A mother who beat her three-year-old son with a bamboo cane and immersed him in scalding water before shaking him to death has been jailed for his murder.
Christina Robinson, 30, exposed her boy Dwelaniyah to a “campaign of violence and cruelty” and excruciating pain over several weeks before she shook him to death at the family home in Bracken Court, Ushaw Moor, Durham, in November 2022.
A trial at Newcastle Crown Court heard Robinson, a member of the Black Hebrew Israelite religion, admitted hitting the little boy with a bamboo cane but claimed she was following a Bible scripture, which advised the use of the rod for the “correction” of children.
She also deliberately immersed him in scalding water, causing severe burns that left him in agony.
Robinson did not seek medical help as safeguarding concerns would have been obvious if a health worker saw him.
After the toddler’s violent death at the hands of his mother, investigators found a broken cane in her house, which had traces of his skin and blood on it. Forensic scientists also detected blood stains on Dwelaniyah’s teddy bear as well as in different rooms in the family home.
Robinson, originally from Tamworth, Staffordshire, was sentenced to life imprisonment with a minimum term of 25 years on Friday, after she was convicted of murder and four child cruelty charges at the same court in March.
Robinson was also convicted of child neglect after repeatedly leaving her children at home alone as she conducted an affair while her husband was several hundred miles away serving at an RAF base near Aylesbury, Buckinghamshire.
Passing sentence, Mr Justice Garnham said she was guilty of a gross abuse of trust as the victim’s mother.
The judge found that Robinson immersed her son in extremely hot water, causing burns to his lower limbs which affected 20 per cent of his body, after Dwelaniyah had soiled himself.
He told her: “You must have known the water was extremely hot, it must have been obvious.”
Despite the excruciating pain her son must have suffered in the days that followed, Robinson saw fit to cause further injury by beating him with a cane.
The judge said: “What must have gone through the mind of this little boy, being beaten with a cane by his mother, despite these terrible burns, does not bear thinking about.”
The judge accepted that when Robinson shook Dwelaniyah, causing fatal brain injuries, she did not intend to kill him. He also rejected claims that she was motivated by sadism, saying there was no evidence she took pleasure from inflicting pain.

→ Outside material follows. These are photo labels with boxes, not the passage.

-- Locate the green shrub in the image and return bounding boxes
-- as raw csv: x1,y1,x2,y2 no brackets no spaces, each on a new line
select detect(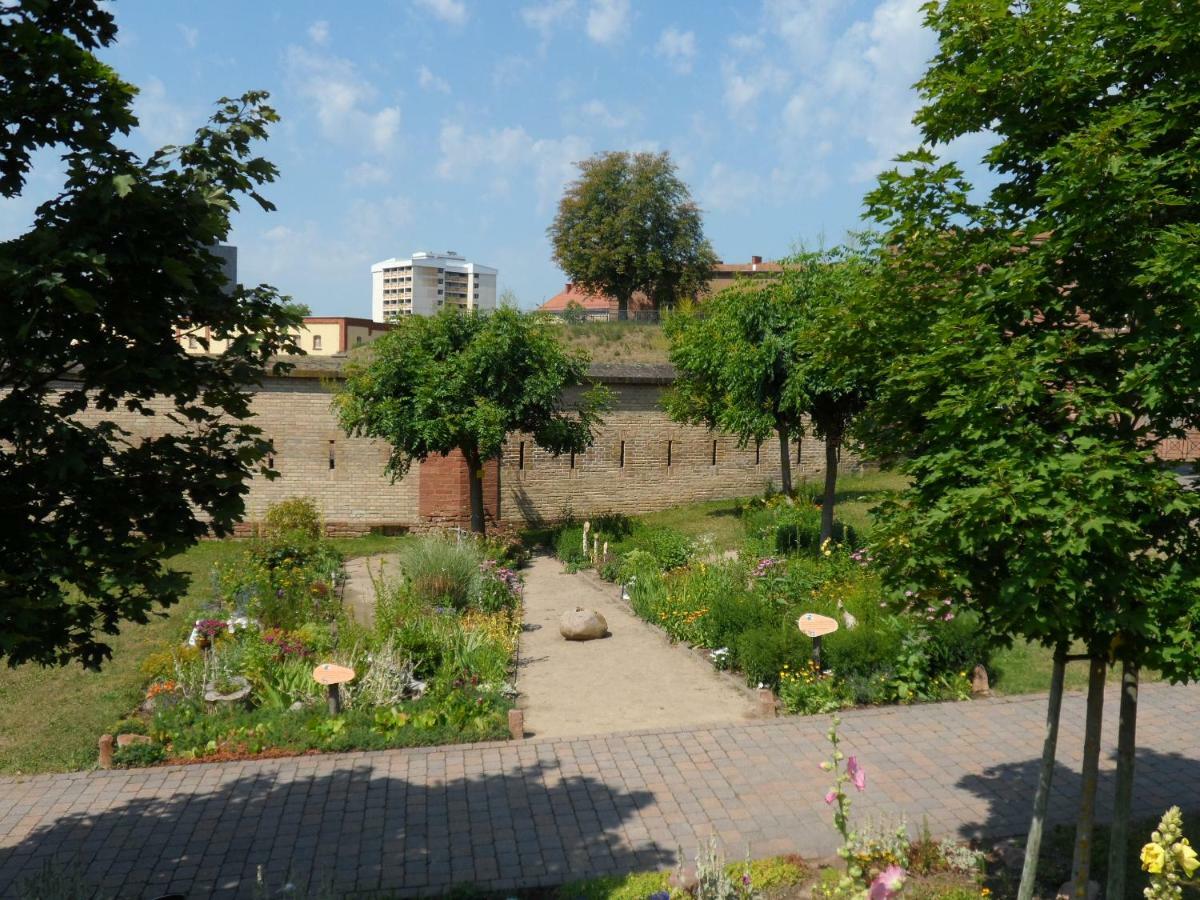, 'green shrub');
262,497,325,540
113,744,167,769
733,622,812,689
400,538,482,612
554,523,588,566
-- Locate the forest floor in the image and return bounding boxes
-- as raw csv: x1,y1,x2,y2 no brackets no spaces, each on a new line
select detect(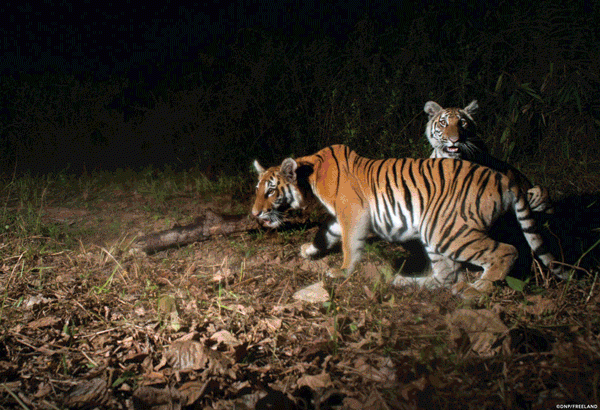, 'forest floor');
0,171,600,410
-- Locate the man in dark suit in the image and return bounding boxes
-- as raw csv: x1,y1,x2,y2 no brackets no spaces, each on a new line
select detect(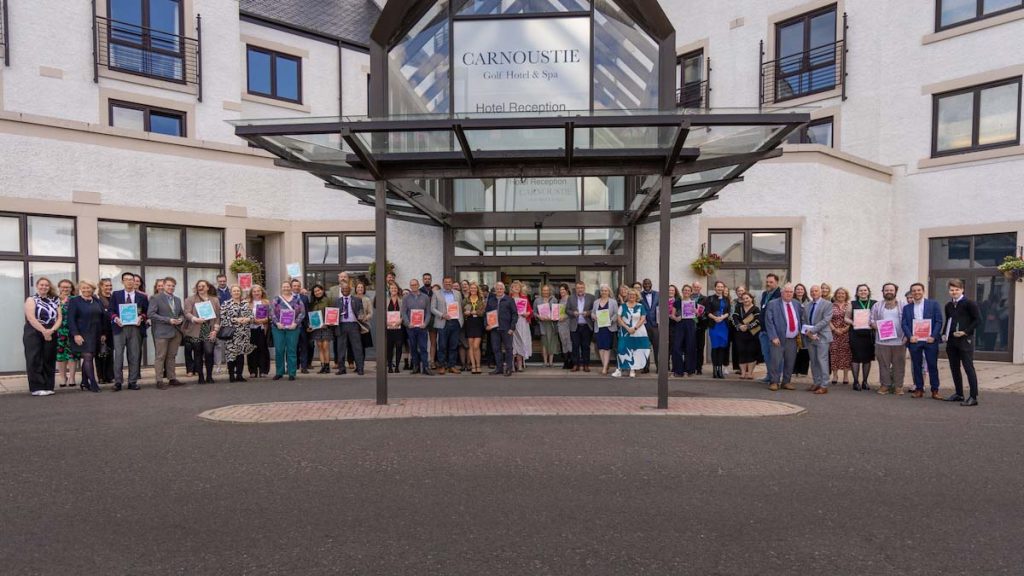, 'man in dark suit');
944,280,981,406
903,282,943,400
640,278,662,374
334,282,365,376
148,277,184,390
484,282,519,376
106,272,150,392
565,281,594,372
765,284,804,392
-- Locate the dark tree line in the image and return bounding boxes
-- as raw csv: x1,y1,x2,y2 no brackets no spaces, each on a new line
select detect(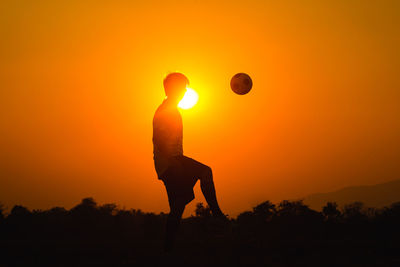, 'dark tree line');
0,198,400,266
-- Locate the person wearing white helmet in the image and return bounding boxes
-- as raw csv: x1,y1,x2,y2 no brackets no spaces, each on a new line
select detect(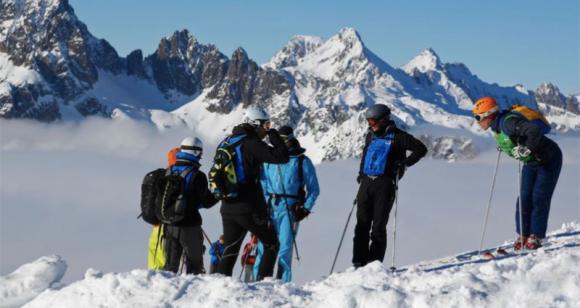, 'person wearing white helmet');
164,137,218,274
218,107,288,280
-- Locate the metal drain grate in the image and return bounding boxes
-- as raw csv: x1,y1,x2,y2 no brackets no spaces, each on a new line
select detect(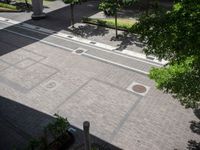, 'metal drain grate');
72,48,87,55
75,49,84,54
132,84,147,93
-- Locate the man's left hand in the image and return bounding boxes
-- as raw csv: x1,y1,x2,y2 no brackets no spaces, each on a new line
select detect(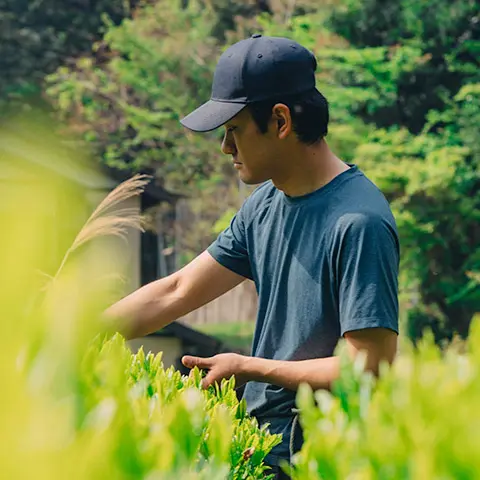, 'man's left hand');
182,353,249,388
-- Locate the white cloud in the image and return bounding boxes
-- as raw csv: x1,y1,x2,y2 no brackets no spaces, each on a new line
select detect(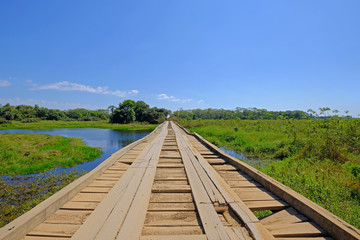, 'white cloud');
158,93,192,103
0,80,11,87
36,81,139,97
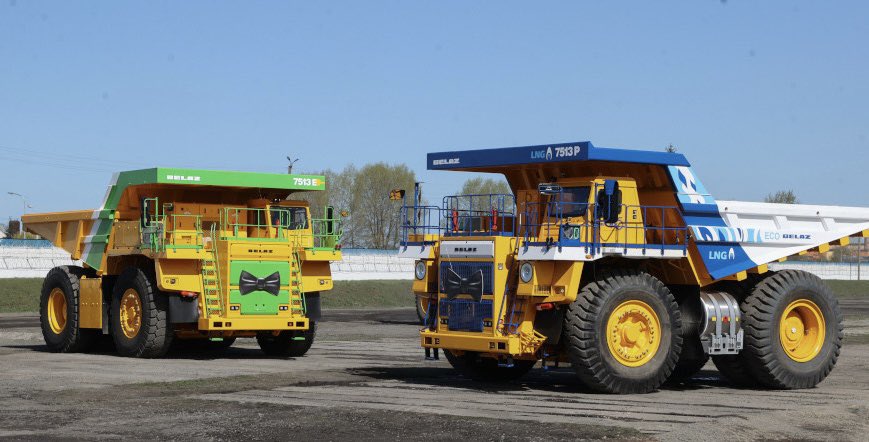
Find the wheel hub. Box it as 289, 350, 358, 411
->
46, 287, 66, 334
607, 300, 661, 367
779, 299, 826, 362
120, 289, 142, 339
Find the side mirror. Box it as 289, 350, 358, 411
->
389, 189, 404, 201
537, 183, 564, 195
325, 206, 335, 235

But the judge said her mistreatment of Dwelaniyah in the last weeks of her son’s life was “appalling in the highest degree”. That was reflected in messages she sent to her boyfriend saying Dwelaniyah deserved a “major ass kicking”, that “he’s old enough to know better, so he’ll pay” and that “he’ll get what he deserves, no more, no less”.

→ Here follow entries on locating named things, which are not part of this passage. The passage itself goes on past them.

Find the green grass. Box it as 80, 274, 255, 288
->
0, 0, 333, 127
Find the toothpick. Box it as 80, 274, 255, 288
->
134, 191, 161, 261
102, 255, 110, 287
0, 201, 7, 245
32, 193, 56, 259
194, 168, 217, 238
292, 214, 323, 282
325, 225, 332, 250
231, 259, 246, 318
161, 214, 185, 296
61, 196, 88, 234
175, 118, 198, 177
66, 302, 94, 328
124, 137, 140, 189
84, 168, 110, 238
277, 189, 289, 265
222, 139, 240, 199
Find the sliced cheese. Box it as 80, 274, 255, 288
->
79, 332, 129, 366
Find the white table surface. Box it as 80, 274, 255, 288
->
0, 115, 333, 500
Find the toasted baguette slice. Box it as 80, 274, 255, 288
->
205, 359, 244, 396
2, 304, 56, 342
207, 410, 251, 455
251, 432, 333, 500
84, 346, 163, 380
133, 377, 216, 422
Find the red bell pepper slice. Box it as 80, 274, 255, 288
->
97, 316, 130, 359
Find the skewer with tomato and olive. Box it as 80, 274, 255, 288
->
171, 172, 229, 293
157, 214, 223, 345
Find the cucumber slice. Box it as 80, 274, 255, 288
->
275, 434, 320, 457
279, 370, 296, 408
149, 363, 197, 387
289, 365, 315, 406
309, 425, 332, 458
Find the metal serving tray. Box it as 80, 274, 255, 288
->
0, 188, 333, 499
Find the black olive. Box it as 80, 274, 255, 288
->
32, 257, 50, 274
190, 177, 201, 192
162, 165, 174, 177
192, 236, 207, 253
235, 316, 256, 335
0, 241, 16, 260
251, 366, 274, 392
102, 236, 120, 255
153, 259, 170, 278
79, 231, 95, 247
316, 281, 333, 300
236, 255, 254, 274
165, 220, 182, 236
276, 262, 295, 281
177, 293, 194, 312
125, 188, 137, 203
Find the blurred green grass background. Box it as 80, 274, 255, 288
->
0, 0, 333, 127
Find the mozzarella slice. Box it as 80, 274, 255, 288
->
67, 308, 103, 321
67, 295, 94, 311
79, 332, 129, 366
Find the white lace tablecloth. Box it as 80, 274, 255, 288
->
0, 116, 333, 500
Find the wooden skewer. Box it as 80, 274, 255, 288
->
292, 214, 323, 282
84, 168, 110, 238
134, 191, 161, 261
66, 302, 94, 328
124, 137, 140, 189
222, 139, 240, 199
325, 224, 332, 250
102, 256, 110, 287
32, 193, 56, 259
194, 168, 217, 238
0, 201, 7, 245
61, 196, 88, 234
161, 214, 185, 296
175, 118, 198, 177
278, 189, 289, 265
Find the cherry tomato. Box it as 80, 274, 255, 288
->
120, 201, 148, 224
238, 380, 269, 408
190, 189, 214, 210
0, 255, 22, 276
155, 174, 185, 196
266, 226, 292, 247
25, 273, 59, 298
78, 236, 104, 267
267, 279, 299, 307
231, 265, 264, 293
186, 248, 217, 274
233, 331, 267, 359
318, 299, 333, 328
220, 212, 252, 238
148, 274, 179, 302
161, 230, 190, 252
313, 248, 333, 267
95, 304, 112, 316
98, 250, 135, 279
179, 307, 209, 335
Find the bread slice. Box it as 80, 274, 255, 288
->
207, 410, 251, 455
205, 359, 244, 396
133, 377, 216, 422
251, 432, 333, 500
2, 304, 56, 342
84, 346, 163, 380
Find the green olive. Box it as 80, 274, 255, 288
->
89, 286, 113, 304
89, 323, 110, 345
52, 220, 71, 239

Robinson represented herself and continues to deny she killed her son, saying: “I pray for the day when justice will be served.”
Following a three-week trial, the jury found that the defendant – who had told jurors she wanted to have a family with more than 10 children – caused a fatal brain injury to her son on 5 November 2022 while she was the only adult in the house.
It was more than 20 minutes before she dialled 999, first speaking to her husband on the phone despite him being 240 miles away serving with the RAF, and then using Google to look at how to resuscitate a child.
When the emergency services arrived, Robinson appeared calm as she explained her false version of events to a police officer while medics worked desperately on Dwelaniyah.
Despite their efforts at the scene, he could not be saved and probably died at the house, although further attempts to resuscitate him were made in hospital.
A post-mortem examination revealed he had been the victim of a series of assaults and had sustained a number of non-accidental injuries.
In his closing speech, Richard Wright KC, prosecuting, told the court Dwelaniyah “was subjected to a campaign of violence and cruelty by his mother for petty wrongs”.
Outside court following the sentencing hearing, Detective Chief Inspector Simon Turner said: “Dwelaniyah was a defenceless little boy who had his life ahead of him, but this was cruelly taken away his own mother – someone he should have been able to trust, someone who should have cared about him.
“We may never know why or what caused Christina Robinson to do what she did.
“Her actions are unforgivable and sadly nothing will bring Dwelaniyah back, but at least she is now facing the consequences of what she has done.”